· The European economy after the plan to rescue Portugal ·
The agreement to rescue Portugal opens a new phase in the European economic crisis. The risk of a domino effect for the economies of other countries, which only a short time ago analysts considered just a possibility, is proving to be a dramatic reality. At the moment, Brussels has only managed to propose short-term solutions which relieve the pressure of the markets on governments, without, however, resolving the root of the problem. The point is this: why have the means for an ordered restructuring of debt yet to be developed?
According to official sources cited by international agencies, the austerity measures which Portugal must embrace in exchange for EU-IMF assistance, risk putting the country in a recession for two years. The terms of the agreement are still unclear and everything depends on the support of the opposition. The official go-ahead, in any case, will not be given before the upcoming June 5 th elections. The fiscal plan that Lisbon must pass will create a contraction of 2% of GDP in 2011 and 2012. Taxes will increase, especially those on automobiles and property, and heavy cuts will affect public spending on health and schools.
In Greece, a year after the crash, things are not much better. Athens received a loan for 110 billion euro, repayment of which risks becoming impossible due to the tight time frame. According to experts, the country has debt of more than 340 billion euro and in 2011 could have a deficit near 8.4% of GDP, much higher than the projected 7.5%. Analysts expect growth to decline by 4% this year and another 3% in 2012, with the unemployment rate at 20%. Restructuring the debt appears inevitable, even if the Greek Finance Minister, George Papaconstantinou maintains that it would be, “a grave error.”

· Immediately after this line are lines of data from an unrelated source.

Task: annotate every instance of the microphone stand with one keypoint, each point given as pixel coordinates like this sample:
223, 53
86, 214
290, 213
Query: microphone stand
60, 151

Ireland recently received the second installment of an international loan of 85 billion. Dublin has already requested a reduction of 1% on interest. Moody’s has lowered their rating to a level just above “junk.” But the true emergency at the moment are the banks: Allied Irish Bank has announced that annual losses have quadrupled to 10.4 billion euro in 2010 and that more than 2,000 people will be laid off. The government is studying a recovery plan for the sector based on a reduction of the number of institutions.
The plan to save Portugal also puts at risk countries that are considered stable. Apart from PIG, the Wall Street Journal has described Europe as “traveling at two speeds.” Industrial activity in April has increased due to acceleration in Germany and France but, “the slowing down of Spain and Italy highlight persistent divergences in economic growth.” The imbalance is confirmed also by data from Markit Economics on the PMI (Purchasing Manager Index), an indicator of industrial production. In the Euro zone, in April, the index rose to 58, compared to 57.5 in March, demonstrating that manufacturing production grew more rapidly compared to the previous month. German and French industry showed the best results. The PMI in Germany rose to 62 (from 60.9 in March), better than expected, while France reached 57.5 (from 55.4), its highest in the last five months. In Italy the Index declined to 55.5 (from 56.2) and in Spain to 50.6 (from 51.6)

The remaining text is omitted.